GWU Data Science - Deep Learning - Group 10

Summary

Describe the project

I run the commands in project_instance_config.txt to update my environment and to download/unzip data files.
- Updates environment (cuda drivers, tensorflow-gpu, keras)
- Unzip images and metadata to local machine
Change Code/configuartion.py to reflect locations of unzipped files. Though it is probably easier to unzip to match file structure as observed in Code/configuration.py.

This can be skipped if you have Code/df_images_all.csv, Code/df_sequences_all.csv, and Code/df_sequences_missing_labels_completed.csv.

Code/preprocessing_helper_get_sequence_labels.py: creates csv of sequences and images with their labels
- this gets labels for sequences that have labels.
- this also gets a list of all images by its sequence.
Code/preprocessing_helper_missing_labels.py: this was used to aid our manual tagging effort
- i used this to create a csv of the peak image for sequences that did not have labels.
- moves all peak images for untagged sequences into one folder
- creates a csv that can be manually updated with assigned tag for sequence
- i manually tagged peak images for 266 sequences.

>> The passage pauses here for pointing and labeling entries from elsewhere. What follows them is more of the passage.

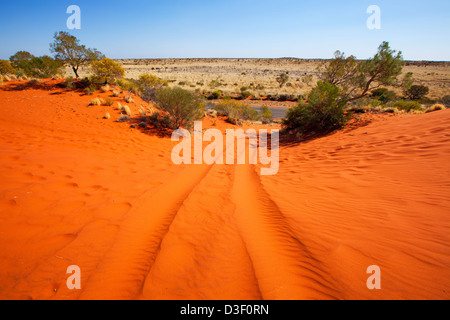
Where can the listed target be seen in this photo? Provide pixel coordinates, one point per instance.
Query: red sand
(76, 189)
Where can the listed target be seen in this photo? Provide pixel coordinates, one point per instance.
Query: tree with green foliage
(356, 79)
(344, 79)
(21, 61)
(45, 67)
(67, 48)
(323, 112)
(107, 69)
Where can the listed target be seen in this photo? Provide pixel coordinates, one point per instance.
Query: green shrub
(183, 106)
(408, 106)
(266, 114)
(384, 95)
(322, 113)
(236, 111)
(216, 95)
(215, 84)
(109, 102)
(107, 69)
(436, 107)
(282, 79)
(245, 94)
(417, 92)
(68, 83)
(446, 101)
(6, 68)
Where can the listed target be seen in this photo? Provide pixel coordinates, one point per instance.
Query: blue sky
(231, 29)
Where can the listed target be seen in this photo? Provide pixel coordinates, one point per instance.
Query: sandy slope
(77, 189)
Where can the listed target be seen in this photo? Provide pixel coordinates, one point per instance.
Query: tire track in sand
(203, 255)
(284, 268)
(121, 274)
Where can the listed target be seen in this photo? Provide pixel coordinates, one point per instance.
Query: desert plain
(79, 189)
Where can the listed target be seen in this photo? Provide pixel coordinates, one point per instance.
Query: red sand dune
(76, 189)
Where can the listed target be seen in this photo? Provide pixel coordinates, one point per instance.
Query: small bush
(322, 113)
(384, 95)
(266, 115)
(282, 79)
(109, 102)
(129, 99)
(216, 95)
(417, 92)
(96, 102)
(6, 68)
(182, 106)
(126, 110)
(107, 69)
(215, 84)
(90, 90)
(436, 107)
(408, 106)
(123, 118)
(68, 83)
(236, 111)
(446, 101)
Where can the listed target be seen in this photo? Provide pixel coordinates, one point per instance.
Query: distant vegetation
(351, 86)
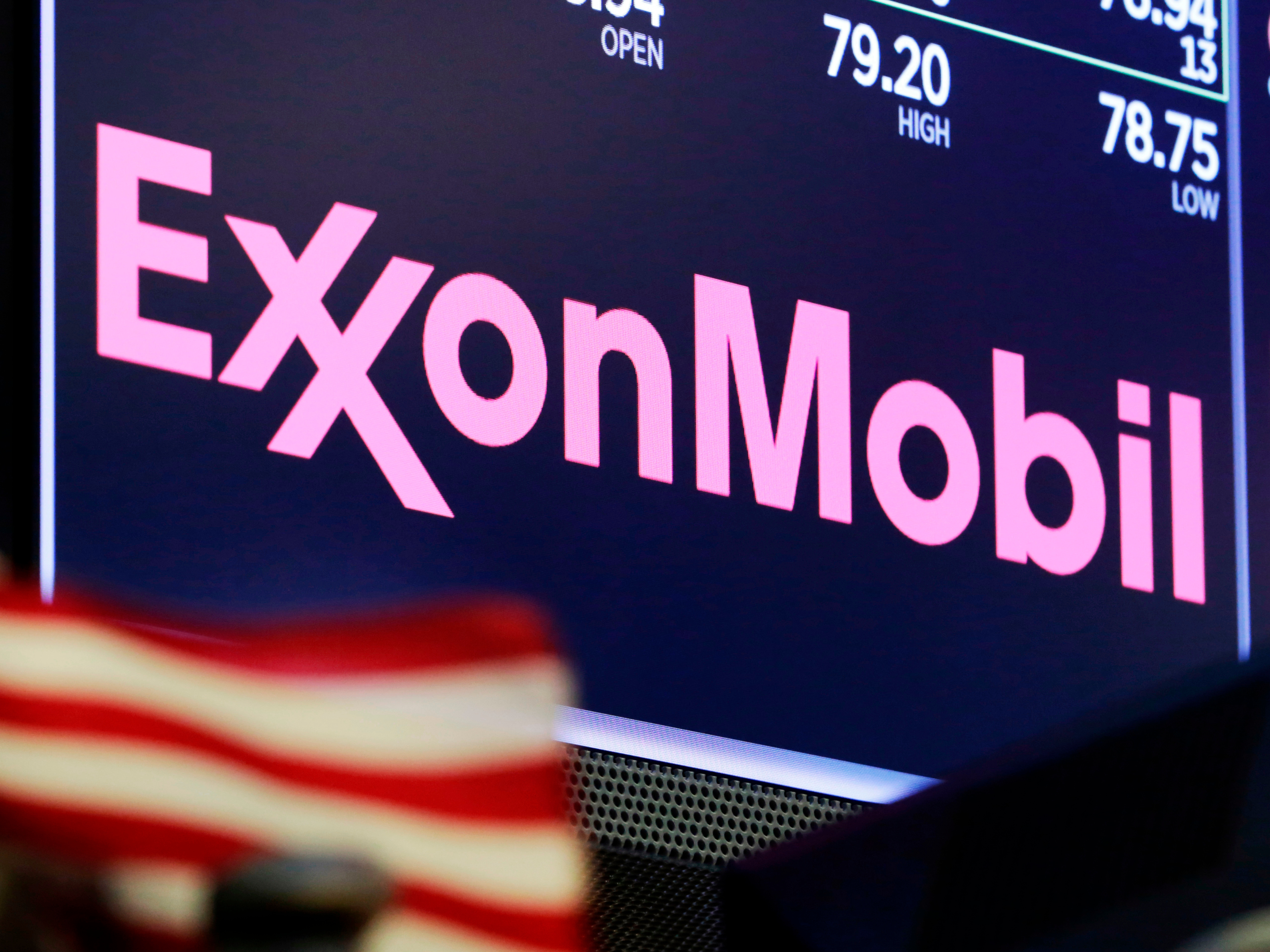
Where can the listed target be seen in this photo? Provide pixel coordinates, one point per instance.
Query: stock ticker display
(851, 377)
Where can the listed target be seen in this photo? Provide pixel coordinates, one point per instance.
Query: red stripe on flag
(525, 794)
(554, 932)
(95, 838)
(437, 635)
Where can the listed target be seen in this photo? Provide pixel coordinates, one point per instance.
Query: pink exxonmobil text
(727, 351)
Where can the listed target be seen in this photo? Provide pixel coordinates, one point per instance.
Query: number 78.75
(1138, 143)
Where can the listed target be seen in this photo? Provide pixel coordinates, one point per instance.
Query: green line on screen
(1080, 58)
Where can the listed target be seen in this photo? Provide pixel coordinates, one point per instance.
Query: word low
(1194, 200)
(727, 352)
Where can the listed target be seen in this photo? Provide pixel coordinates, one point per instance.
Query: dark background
(498, 137)
(1255, 126)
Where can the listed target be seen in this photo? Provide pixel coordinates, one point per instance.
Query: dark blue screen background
(498, 137)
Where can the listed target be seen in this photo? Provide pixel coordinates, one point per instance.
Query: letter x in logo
(343, 360)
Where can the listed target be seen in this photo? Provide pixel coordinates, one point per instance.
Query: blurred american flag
(420, 742)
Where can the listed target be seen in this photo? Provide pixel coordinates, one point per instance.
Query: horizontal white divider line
(736, 758)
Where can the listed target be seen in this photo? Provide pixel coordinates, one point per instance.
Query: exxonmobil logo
(727, 350)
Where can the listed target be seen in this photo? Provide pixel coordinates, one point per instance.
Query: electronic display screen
(848, 377)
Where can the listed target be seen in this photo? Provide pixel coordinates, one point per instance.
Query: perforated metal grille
(684, 816)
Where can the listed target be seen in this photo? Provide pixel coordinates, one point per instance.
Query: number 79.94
(1136, 119)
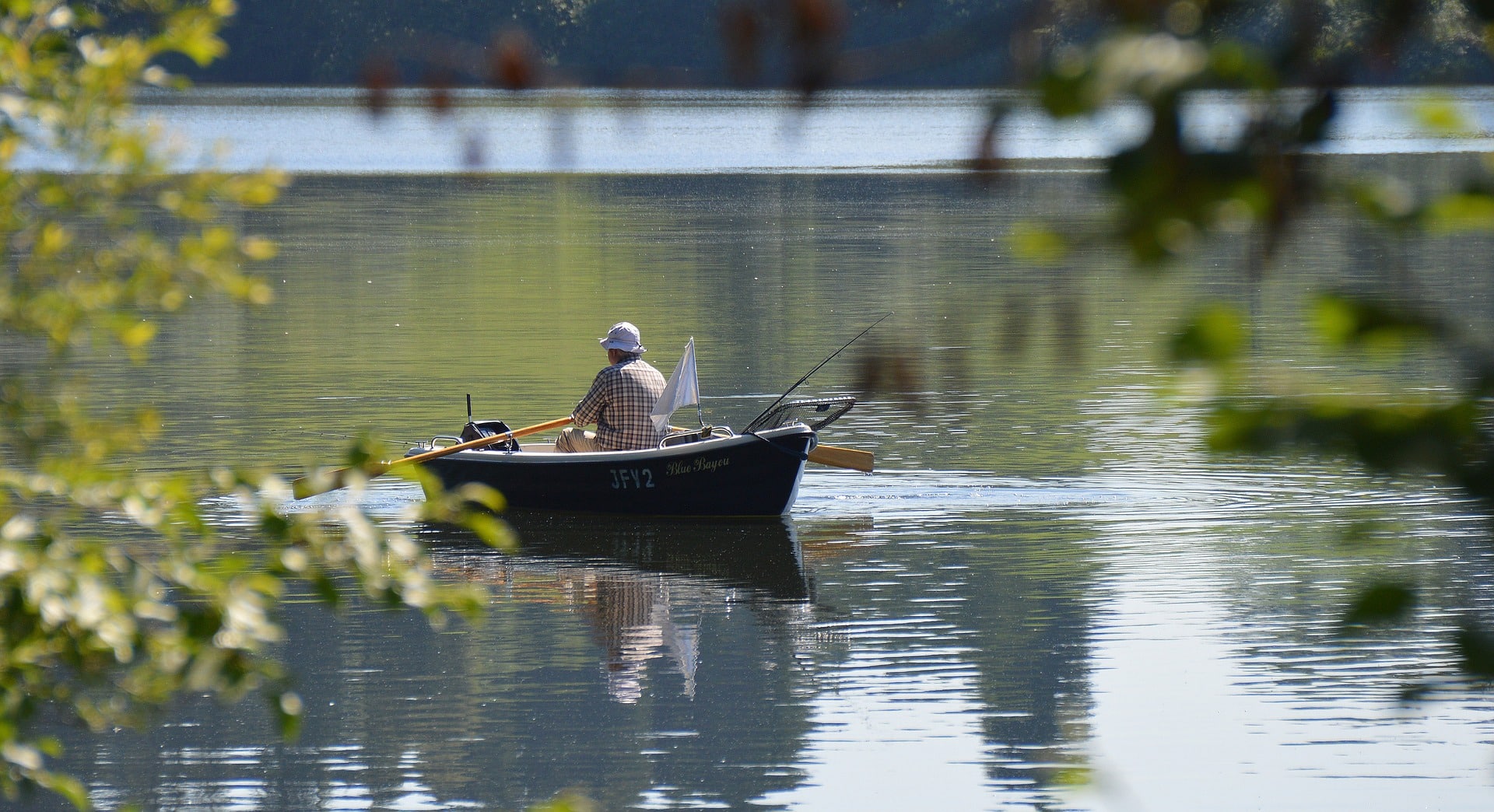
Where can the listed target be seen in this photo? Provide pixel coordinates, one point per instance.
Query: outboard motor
(487, 429)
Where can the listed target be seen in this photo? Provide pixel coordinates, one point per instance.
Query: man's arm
(591, 406)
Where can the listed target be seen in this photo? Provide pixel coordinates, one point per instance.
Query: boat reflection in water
(643, 586)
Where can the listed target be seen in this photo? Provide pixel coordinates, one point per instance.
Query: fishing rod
(771, 406)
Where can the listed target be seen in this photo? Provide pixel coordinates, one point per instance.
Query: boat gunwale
(492, 456)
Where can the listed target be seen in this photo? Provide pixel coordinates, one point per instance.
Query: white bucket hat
(623, 336)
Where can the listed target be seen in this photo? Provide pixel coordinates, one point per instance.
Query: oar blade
(843, 457)
(331, 479)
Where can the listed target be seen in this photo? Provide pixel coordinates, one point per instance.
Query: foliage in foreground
(1179, 190)
(115, 590)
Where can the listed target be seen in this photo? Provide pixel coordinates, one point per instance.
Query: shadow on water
(763, 555)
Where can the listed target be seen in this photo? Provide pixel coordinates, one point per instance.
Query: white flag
(682, 390)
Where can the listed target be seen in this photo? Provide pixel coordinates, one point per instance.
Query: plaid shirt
(619, 405)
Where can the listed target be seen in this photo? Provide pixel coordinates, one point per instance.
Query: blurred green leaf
(1346, 321)
(1215, 336)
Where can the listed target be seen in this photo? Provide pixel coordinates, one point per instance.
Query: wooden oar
(841, 457)
(334, 479)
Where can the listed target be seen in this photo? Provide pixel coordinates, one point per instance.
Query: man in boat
(620, 399)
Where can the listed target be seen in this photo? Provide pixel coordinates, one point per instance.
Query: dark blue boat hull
(749, 475)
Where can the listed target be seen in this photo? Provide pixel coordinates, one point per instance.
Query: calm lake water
(1047, 597)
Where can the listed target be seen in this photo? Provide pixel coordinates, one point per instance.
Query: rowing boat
(701, 472)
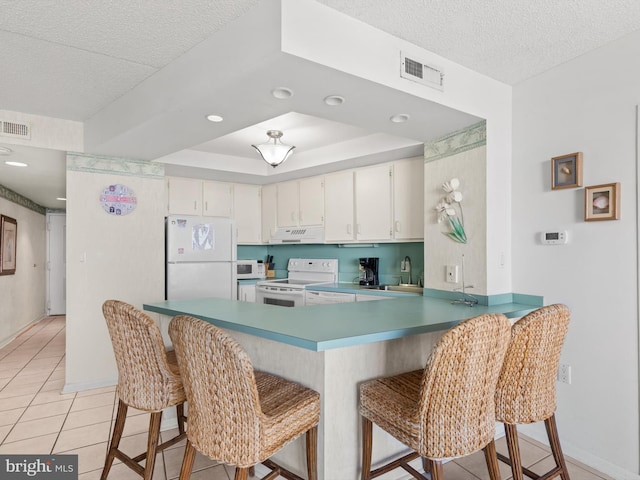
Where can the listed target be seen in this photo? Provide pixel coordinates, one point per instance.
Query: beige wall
(22, 296)
(108, 257)
(470, 167)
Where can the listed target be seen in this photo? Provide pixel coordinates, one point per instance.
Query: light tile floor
(36, 418)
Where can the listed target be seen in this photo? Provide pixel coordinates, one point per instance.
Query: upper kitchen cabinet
(189, 196)
(339, 207)
(269, 211)
(300, 202)
(373, 203)
(217, 199)
(408, 199)
(247, 212)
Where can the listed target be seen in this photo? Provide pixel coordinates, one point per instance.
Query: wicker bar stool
(238, 416)
(526, 391)
(148, 380)
(445, 410)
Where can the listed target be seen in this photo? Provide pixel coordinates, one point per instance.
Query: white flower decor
(446, 210)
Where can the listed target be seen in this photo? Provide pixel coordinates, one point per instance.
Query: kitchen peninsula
(332, 349)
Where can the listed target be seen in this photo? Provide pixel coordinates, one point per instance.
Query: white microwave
(250, 269)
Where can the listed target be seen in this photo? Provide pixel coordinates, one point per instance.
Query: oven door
(278, 295)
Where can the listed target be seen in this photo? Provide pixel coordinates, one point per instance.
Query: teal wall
(390, 254)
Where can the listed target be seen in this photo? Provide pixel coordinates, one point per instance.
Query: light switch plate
(451, 273)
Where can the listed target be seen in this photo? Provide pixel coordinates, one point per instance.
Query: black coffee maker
(369, 271)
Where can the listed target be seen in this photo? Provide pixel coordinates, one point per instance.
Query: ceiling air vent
(16, 130)
(414, 70)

Code/training_split.py: creates csv for the training and testing sets
- this gets the csv of sequences (with tags).
- assigns the tag for the peak image to all images in the sequence.
- i use images that are close to the peak image.
- the number/percentage of nearby images is configurable.
Code/training_model_building.py: trains neural network
- uses keras imagedatagenerator.flow_from_dataframe for pipeline
- When image filenames are read from dataframes, you will need to update filenames to match your file structure (as discussed above).